The Comedy of Material Selection
When Architects Take You Shopping
At some stage in every project, the architect will innocently say: “Come along, let’s select materials.” To the unsuspecting client, this sounds delightful. A little outing, some tiles, a shade card, maybe a faucet or two — surely this is the easy part? In truth, it is the trickiest, funniest, and most dangerous stage of them all.
The issue is perspective. Architects know how a material will behave in totality. They can imagine how a paint shade will look under daylight at four in the afternoon, how a tile will catch the light from a chandelier, or how a faucet’s height will affect your ability to fill a bucket. Clients, meanwhile, tend to choose in isolation. One tile on a display wall looks “elegant.” A paint swatch in the palm feels “warm.” A basin in a catalogue appears “modern.” Put them all together, and sometimes the result is more circus than sanctuary.
Consider the client who picked three different ceramic colours for the bathroom — one for the basin, another for the water closet, and a third for the bathtub — because each looked “so good” on its own. Once installed, the bathroom resembled a travelling carnival, complete with clashing reds, greens, and blues. Guests entering the space half-expected a trapeze act to start above the showerhead.

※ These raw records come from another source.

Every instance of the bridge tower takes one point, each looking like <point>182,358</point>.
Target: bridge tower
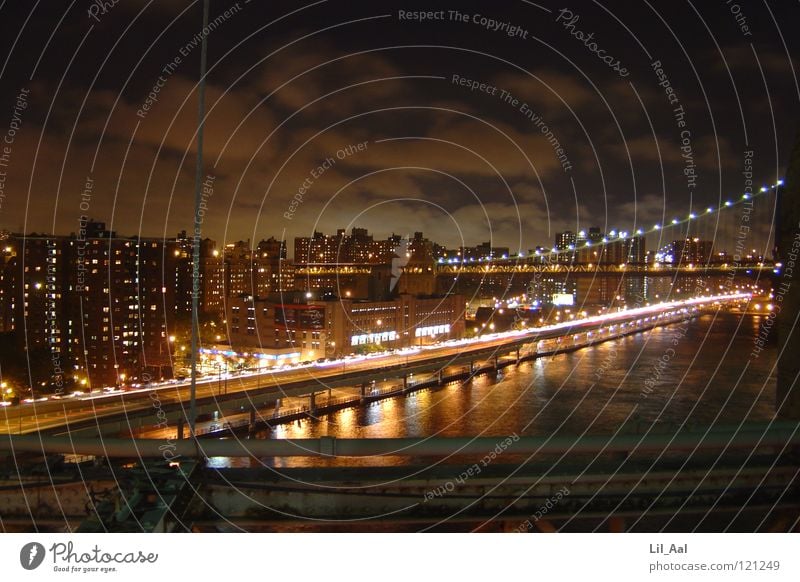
<point>787,239</point>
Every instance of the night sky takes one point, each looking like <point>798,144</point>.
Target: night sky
<point>291,85</point>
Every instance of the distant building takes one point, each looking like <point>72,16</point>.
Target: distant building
<point>296,327</point>
<point>692,251</point>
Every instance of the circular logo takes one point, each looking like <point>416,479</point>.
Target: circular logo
<point>31,555</point>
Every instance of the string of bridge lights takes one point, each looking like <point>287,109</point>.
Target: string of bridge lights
<point>624,235</point>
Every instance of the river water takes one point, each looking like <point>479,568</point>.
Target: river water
<point>700,372</point>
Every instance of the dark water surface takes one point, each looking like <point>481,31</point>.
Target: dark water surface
<point>700,372</point>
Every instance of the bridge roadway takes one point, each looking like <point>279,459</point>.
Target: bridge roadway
<point>124,413</point>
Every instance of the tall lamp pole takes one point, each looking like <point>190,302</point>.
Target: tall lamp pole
<point>198,177</point>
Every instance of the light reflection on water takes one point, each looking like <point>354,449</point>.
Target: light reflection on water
<point>594,389</point>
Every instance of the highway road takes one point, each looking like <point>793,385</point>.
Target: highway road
<point>52,413</point>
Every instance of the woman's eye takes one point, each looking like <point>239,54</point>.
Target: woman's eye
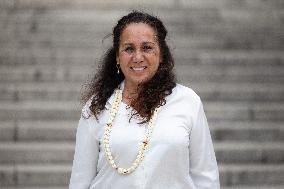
<point>147,48</point>
<point>129,49</point>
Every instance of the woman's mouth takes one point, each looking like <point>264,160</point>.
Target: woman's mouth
<point>138,69</point>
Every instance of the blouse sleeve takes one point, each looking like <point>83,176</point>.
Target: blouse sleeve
<point>203,164</point>
<point>85,157</point>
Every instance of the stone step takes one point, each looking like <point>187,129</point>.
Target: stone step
<point>196,38</point>
<point>35,175</point>
<point>65,131</point>
<point>234,187</point>
<point>256,187</point>
<point>88,56</point>
<point>251,175</point>
<point>226,152</point>
<point>58,175</point>
<point>110,4</point>
<point>207,90</point>
<point>247,131</point>
<point>211,16</point>
<point>58,110</point>
<point>189,72</point>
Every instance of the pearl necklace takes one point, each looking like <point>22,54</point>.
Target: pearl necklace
<point>143,146</point>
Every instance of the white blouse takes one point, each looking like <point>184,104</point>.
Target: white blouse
<point>180,153</point>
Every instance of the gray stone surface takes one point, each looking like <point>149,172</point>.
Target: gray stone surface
<point>230,52</point>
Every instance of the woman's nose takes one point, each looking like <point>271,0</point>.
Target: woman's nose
<point>138,57</point>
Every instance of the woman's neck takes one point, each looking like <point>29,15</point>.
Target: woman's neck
<point>129,93</point>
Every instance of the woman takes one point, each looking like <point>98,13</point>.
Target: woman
<point>139,129</point>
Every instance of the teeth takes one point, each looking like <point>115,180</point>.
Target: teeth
<point>139,69</point>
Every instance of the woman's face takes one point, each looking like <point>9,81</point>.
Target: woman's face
<point>139,53</point>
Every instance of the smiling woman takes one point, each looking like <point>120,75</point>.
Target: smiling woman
<point>139,128</point>
<point>138,57</point>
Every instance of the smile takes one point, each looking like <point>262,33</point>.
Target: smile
<point>138,69</point>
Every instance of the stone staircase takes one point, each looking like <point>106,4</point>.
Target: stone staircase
<point>229,52</point>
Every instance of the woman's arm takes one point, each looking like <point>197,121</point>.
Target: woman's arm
<point>85,157</point>
<point>203,164</point>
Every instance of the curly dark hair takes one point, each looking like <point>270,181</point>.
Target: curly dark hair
<point>151,93</point>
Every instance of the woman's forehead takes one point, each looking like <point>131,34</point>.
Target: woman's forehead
<point>138,32</point>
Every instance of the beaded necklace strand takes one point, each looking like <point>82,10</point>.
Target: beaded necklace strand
<point>143,146</point>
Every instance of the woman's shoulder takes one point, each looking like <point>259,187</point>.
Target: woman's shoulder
<point>86,111</point>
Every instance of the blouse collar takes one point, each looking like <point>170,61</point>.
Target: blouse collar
<point>111,98</point>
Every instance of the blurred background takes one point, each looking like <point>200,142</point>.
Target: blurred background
<point>230,52</point>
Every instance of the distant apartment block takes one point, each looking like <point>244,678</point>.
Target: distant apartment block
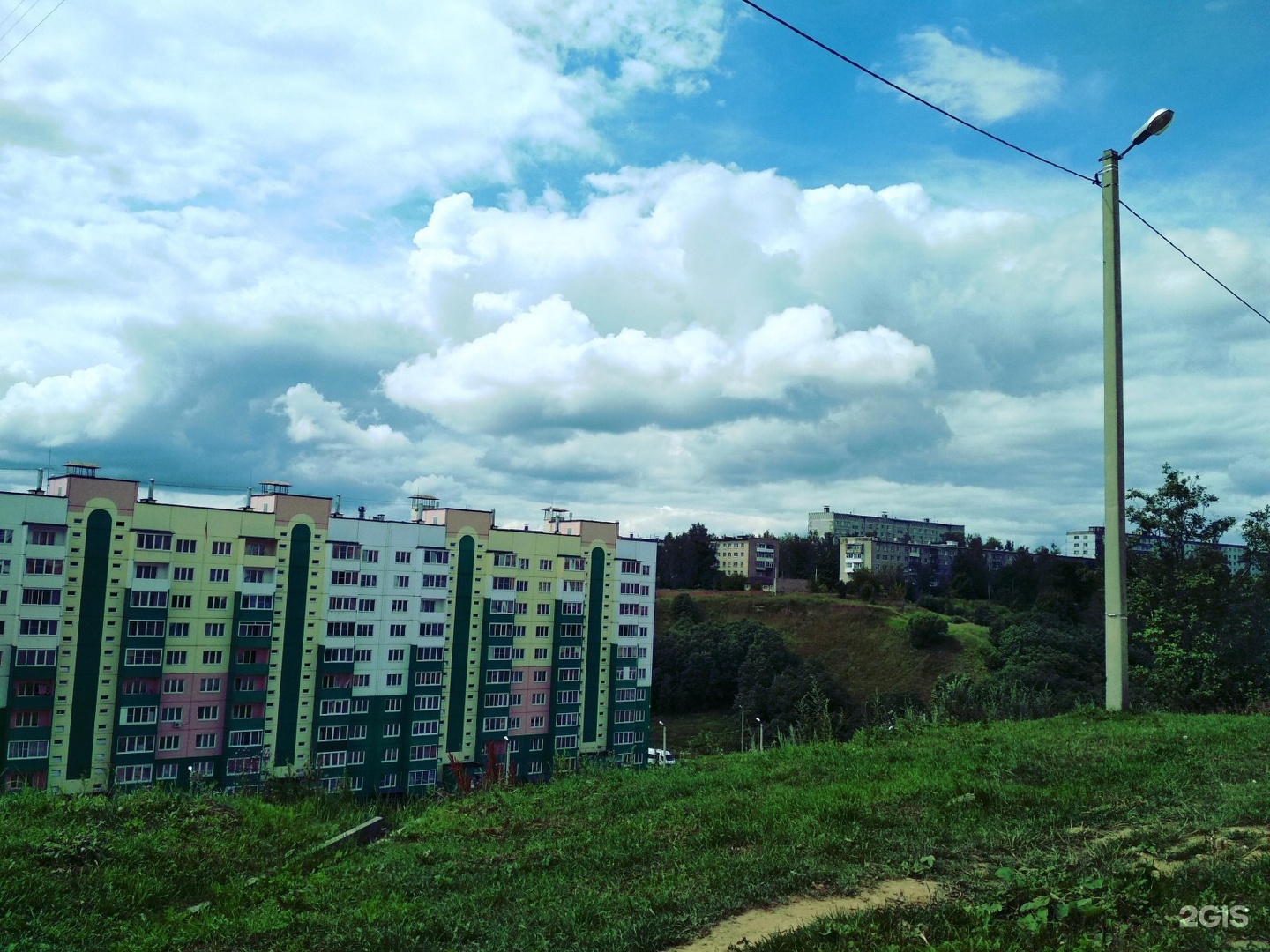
<point>914,562</point>
<point>755,557</point>
<point>1084,544</point>
<point>143,641</point>
<point>1087,544</point>
<point>883,527</point>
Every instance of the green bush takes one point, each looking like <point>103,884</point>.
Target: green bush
<point>927,629</point>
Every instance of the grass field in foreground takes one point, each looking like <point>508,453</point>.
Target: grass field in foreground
<point>1080,831</point>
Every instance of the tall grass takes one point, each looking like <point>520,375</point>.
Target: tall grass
<point>621,859</point>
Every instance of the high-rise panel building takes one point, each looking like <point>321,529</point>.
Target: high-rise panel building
<point>143,641</point>
<point>885,528</point>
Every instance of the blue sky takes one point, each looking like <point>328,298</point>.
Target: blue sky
<point>653,260</point>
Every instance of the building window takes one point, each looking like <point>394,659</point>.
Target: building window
<point>161,541</point>
<point>136,773</point>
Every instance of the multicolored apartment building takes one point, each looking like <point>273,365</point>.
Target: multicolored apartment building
<point>144,641</point>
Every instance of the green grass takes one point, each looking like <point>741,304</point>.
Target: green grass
<point>1073,809</point>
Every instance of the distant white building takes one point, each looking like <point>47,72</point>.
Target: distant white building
<point>1085,544</point>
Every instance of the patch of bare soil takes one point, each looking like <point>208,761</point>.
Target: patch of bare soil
<point>762,923</point>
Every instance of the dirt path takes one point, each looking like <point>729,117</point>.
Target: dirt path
<point>761,923</point>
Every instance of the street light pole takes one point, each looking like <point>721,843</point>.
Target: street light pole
<point>1116,591</point>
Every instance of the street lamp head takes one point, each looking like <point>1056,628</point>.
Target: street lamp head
<point>1157,123</point>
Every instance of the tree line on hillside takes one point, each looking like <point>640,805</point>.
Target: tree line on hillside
<point>1199,628</point>
<point>703,664</point>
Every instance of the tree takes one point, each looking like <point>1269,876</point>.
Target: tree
<point>687,560</point>
<point>1256,537</point>
<point>813,557</point>
<point>927,629</point>
<point>1200,625</point>
<point>1175,514</point>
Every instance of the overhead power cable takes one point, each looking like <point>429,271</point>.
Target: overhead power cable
<point>16,8</point>
<point>1091,179</point>
<point>1165,238</point>
<point>898,88</point>
<point>9,52</point>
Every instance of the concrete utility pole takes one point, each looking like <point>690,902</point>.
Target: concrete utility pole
<point>1116,591</point>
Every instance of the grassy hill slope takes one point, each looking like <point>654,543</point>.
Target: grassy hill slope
<point>865,646</point>
<point>1114,822</point>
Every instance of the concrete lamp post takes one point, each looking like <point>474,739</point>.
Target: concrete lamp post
<point>1113,423</point>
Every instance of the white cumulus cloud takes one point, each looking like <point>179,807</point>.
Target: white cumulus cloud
<point>986,86</point>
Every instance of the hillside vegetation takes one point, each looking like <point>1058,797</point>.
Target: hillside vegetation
<point>863,646</point>
<point>1077,831</point>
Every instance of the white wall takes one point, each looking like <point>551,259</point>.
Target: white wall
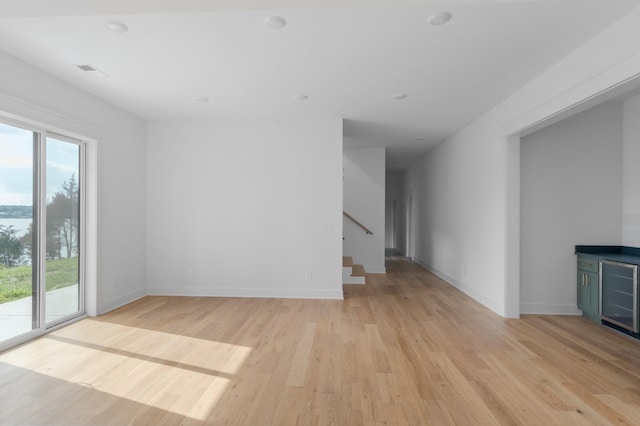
<point>631,173</point>
<point>571,193</point>
<point>466,230</point>
<point>364,199</point>
<point>245,208</point>
<point>119,146</point>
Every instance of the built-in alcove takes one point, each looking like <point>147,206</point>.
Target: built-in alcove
<point>578,185</point>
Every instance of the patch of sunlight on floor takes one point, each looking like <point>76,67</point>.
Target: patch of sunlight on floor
<point>180,374</point>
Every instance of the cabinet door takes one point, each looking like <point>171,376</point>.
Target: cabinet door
<point>592,290</point>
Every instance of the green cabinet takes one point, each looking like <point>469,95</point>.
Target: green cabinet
<point>588,287</point>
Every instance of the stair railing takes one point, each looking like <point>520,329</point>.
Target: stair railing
<point>367,230</point>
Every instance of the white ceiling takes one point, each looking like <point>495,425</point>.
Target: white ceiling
<point>348,56</point>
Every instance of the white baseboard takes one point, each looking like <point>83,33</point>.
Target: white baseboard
<point>375,269</point>
<point>121,301</point>
<point>282,293</point>
<point>496,307</point>
<point>549,309</point>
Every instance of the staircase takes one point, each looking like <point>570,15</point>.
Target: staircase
<point>352,274</point>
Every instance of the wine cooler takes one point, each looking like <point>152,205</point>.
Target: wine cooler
<point>619,294</point>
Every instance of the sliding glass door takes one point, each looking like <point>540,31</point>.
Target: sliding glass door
<point>18,278</point>
<point>63,229</point>
<point>41,230</point>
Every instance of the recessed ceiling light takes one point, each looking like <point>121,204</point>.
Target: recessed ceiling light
<point>117,27</point>
<point>275,22</point>
<point>90,69</point>
<point>439,18</point>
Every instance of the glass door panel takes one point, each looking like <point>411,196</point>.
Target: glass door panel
<point>18,284</point>
<point>63,230</point>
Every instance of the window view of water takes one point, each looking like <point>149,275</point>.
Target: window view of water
<point>20,225</point>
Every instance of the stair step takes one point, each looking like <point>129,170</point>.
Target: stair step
<point>358,271</point>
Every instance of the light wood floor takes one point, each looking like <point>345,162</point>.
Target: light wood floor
<point>404,349</point>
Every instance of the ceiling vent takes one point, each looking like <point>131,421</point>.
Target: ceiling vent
<point>91,70</point>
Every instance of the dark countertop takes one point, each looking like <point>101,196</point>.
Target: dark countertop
<point>616,253</point>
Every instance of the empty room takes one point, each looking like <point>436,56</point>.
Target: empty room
<point>284,212</point>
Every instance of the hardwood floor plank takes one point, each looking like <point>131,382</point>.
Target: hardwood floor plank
<point>406,348</point>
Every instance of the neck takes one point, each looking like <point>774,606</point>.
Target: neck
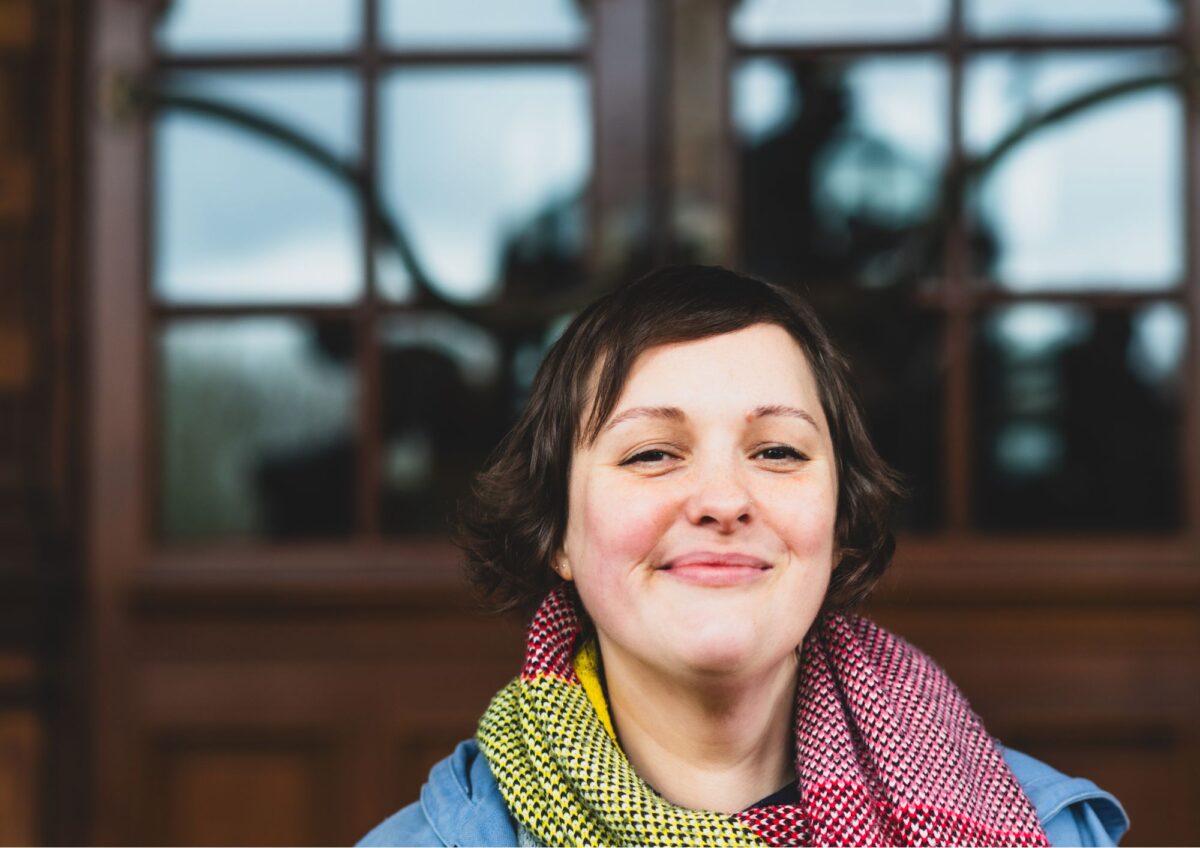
<point>705,743</point>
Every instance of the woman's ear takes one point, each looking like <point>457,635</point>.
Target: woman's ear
<point>563,566</point>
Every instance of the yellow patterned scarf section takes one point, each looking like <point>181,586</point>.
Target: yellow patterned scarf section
<point>567,781</point>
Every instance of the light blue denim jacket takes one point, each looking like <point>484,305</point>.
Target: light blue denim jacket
<point>461,805</point>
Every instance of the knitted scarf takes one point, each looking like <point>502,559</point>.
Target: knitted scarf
<point>887,752</point>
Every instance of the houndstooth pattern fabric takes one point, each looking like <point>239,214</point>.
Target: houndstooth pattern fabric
<point>888,752</point>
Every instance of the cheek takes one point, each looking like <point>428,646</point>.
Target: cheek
<point>805,519</point>
<point>617,527</point>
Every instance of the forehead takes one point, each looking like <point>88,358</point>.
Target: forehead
<point>760,365</point>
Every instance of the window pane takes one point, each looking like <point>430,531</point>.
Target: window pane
<point>234,25</point>
<point>1077,416</point>
<point>1092,202</point>
<point>995,17</point>
<point>487,170</point>
<point>894,350</point>
<point>445,406</point>
<point>840,163</point>
<point>258,428</point>
<point>484,23</point>
<point>791,20</point>
<point>241,218</point>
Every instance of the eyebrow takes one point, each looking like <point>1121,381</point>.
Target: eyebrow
<point>667,413</point>
<point>676,414</point>
<point>787,412</point>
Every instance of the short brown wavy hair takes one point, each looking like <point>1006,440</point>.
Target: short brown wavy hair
<point>513,523</point>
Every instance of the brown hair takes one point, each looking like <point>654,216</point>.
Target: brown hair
<point>513,524</point>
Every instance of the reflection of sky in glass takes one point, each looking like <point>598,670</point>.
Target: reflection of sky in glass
<point>1159,342</point>
<point>990,17</point>
<point>233,392</point>
<point>801,20</point>
<point>888,157</point>
<point>229,25</point>
<point>469,156</point>
<point>484,23</point>
<point>1090,202</point>
<point>243,220</point>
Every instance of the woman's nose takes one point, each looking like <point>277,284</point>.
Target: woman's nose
<point>719,500</point>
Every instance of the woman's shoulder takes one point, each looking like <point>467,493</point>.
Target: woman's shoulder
<point>1073,811</point>
<point>460,805</point>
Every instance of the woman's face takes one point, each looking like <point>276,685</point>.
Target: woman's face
<point>701,522</point>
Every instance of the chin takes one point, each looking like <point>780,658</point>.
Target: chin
<point>720,649</point>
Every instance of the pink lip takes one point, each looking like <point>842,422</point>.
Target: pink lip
<point>715,569</point>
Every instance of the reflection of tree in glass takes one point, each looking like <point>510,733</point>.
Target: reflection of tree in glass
<point>851,262</point>
<point>1101,439</point>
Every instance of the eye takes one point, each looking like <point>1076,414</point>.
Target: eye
<point>648,457</point>
<point>780,453</point>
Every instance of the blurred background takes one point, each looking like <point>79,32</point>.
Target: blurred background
<point>275,277</point>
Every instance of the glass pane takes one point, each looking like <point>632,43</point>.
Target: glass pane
<point>756,22</point>
<point>445,406</point>
<point>1077,416</point>
<point>995,17</point>
<point>894,350</point>
<point>484,23</point>
<point>241,218</point>
<point>840,164</point>
<point>238,25</point>
<point>487,170</point>
<point>258,428</point>
<point>1092,202</point>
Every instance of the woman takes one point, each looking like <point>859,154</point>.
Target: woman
<point>691,504</point>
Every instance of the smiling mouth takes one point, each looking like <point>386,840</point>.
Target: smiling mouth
<point>715,570</point>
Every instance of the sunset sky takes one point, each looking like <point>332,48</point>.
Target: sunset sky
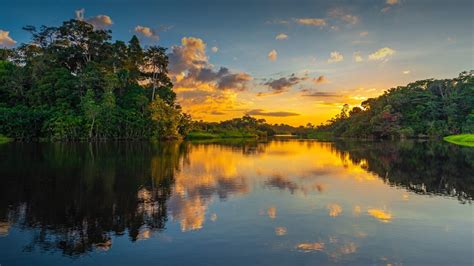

Or the case of the chandelier. In the showroom, it was a masterpiece, sparkling with the authority of Versailles. In the client’s modest dining room, it loomed so low that dinner conversation had to be conducted with bent necks, and it attracted enough insects to warrant its own pest-control subscription.
Then there was the glossy tile saga. In the showroom, under soft lighting, it shimmered like the surface of a still lake. At home, under a tube light, it became a mirror, gleefully reflecting the ankles of everyone seated in the living room. No one dared cross their legs again.
And who can forget the faucet fiasco? A client, dazzled by a sleek imported fitting, installed it proudly in the bathroom — only to discover that it sat so low above the basin, even a bucket couldn’t fit. Daily life became an exercise in acrobatics with mugs and tumblers.
These disasters aren’t born of bad intentions; they’re born of the illusion that shopping for building materials is like shopping for clothes. It isn’t. Material selection requires discipline and editing. The wisest clients ask their architects to filter down to two coherent options and then simply choose one. This isn’t surrender; it’s survival.
Because in the end, no one will remember whether you picked Ivory Mist or Eggshell White. They will remember whether your home feels harmonious or haphazard. The real secret is trust: trust your architect’s eye for the orchestra while you resist the temptation to play solo with every instrument.
And here’s the sincere truth beneath all the comedy: your architect doesn’t want your house to look like a circus any more than you do. Let them guide, let them simplify, and let them take responsibility for the big picture. Because the best projects are not built on endless catalogues and showroom whims. They are built on clarity, trust, and the quiet satisfaction of walking into a space that feels exactly right.